Cintaku inginkan kau menjadi milikku
Cintaku tak perlu ku ungkap kepadamu
Namun perasaanku jadi tak menentu
Karna kau slalu ada di benakku
Lagu yang aku dengarkan sebelumnya beganti jadi lagu milik Ashira Zamita yang berjudul Ku Cinta Nanti. Dan saat lagu sampai dilirik itu, aku merasa seperti menyatu dengan lagu yang aku dengarkan.
Cintaku inginkan kau menjadi milikku.
Iya, aku sangat berharap jika Abdee bisa menjadi milikku. Tapi aku rasa itu tidak mungkin terjadi, karena dia sahabatku.
Cintaku tak perlu ku ungkap kepadamu.
Jadi yang bisa aku lakukan sekarang, cukup memendamnya saja. Karena aku tidak ingin dia tahu tentang perasaanku ini dan akhirnya membuatnya menjauh. Tidak! Aku tidak mau itu terjadi.
Namun perasaanku jadi tak menentu, karena kau slalu ada dibenakku.
Tapi disaat aku memilih untuk memendamnya, perasaanku malah jadi tidak menentu. Apa lagi saat melihat berapa banyak cewek-cewek diluar sana yang berusaha mencuri perhatiannya.
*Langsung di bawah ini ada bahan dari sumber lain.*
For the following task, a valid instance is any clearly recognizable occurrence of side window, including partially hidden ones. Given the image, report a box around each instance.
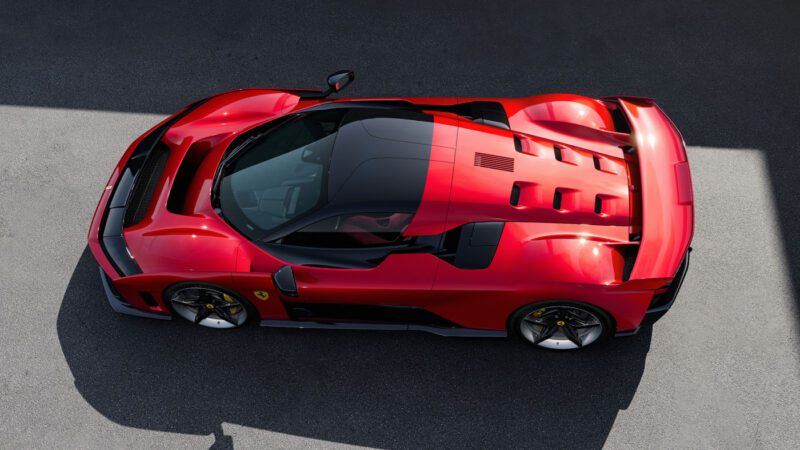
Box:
[282,213,412,248]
Aku cemburu! Tapi lagi-lagi aku tidak bisa berbuat apa-apa. Kalimat persahabatan itu, lagi-lagi membuatku harus memendam perasaan serapi mungkin agar Abdee tidak tahu.
Jika kalian tanya, sejak kapan aku menyukainya. Aku juga tidak tahu pasti kapan itu terjadi. Karena semuanya berjalan begitu saja seiring berjalannya waktu. Tiba-tiba saja aku sering merasa berdebar ketika berada didekatnya. Atau aku akan merasa malu saat ia menatap mataku.
Ketika jarak antara aku dan Abdee sudah semakin dekat, aku menghentikan langkah. Memilih untuk mematikan lagu diponselku, melepaskan headset dari telingaku. Kemudian kembali melangkah menghampirinya.
"Hei," aku menepuk bahu Abdee pelan. Membuatnya sedikit terkejut.
"Lo bikin kaget aja sih!" protesnya.
Aku terkekeh pelan. "Lagian lo serius banget. Sampe nggak sadar kalo gue dibelakang lo," aku melepaskan tas dari punggungku, meletakkannya di dekat tas Abdee dan menyusul duduk diundakan pinggir lapangan. "Kok cuma lo sendirian? Yang lain mana?"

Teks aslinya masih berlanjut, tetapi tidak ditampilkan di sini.